The state wants to end their contract with SMCCC, and transition the female prisoners to a better situation.

Which brings me to the aforementioned blowback.

The county consortium behind the SMCCC doesn’t want to lose their contract with the state. That contract, signed last year, paid them more than $10 million up front with on-going payments of nearly $450,000 per month in the current biennium.

The City of New England and the surrounding region doesn’t want to lose the jobs and commerce the prison there provides.

These concerns are manifesting themselves in a public rebuttal to Burgum’s proposal which is organized around economic development considerations.

A truly ridiculous situation.

We do not, and should not, build prisons to create jobs and commerce. If we accept the economic development argument against moving the women’s prison, then it follows we should accept it as an argument against criminal justice reform in general.

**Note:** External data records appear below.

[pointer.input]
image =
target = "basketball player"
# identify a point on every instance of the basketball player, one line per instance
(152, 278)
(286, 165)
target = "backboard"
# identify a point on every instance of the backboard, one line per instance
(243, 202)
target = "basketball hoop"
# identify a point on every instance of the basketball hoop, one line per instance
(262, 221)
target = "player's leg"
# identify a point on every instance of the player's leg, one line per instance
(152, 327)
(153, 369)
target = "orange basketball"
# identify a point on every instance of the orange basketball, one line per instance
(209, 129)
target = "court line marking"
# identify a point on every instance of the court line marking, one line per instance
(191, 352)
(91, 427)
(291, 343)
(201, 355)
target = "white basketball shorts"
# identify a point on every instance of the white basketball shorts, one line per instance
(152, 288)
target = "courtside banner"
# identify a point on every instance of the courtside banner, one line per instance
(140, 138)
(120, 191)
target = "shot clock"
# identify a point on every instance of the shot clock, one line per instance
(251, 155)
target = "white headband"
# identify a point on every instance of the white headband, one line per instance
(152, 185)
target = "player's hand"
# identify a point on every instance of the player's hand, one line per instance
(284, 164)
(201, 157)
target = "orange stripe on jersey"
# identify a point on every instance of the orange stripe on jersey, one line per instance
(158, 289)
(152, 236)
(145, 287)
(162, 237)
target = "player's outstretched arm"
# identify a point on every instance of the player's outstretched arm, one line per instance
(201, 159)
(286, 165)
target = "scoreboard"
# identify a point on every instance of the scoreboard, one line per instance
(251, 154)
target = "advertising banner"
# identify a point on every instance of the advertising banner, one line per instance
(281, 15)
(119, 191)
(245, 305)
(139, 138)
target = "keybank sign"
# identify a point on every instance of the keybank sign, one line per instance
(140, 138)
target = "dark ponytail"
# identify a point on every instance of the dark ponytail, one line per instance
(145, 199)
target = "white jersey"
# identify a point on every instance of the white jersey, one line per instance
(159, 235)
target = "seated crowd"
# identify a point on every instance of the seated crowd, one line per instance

There is a bipartisan movement, both in North Dakota and in our nation as a whole, to bring down high incarceration rates.

Should we eschew that movement, and keep more people in prison, simply to create jobs for prison guards and contracts for prison enterprises?

We can have a debate on whether or not Burgum and Bertsch are right on this issue, but the debate must be focused on the mission of the state prison system, which is rehabilitating the state’s prisoners.

Remember, most prisoners are eventually released. Don’t we want the prisons to prepare them to be productive, law-abiding citizens when that happens?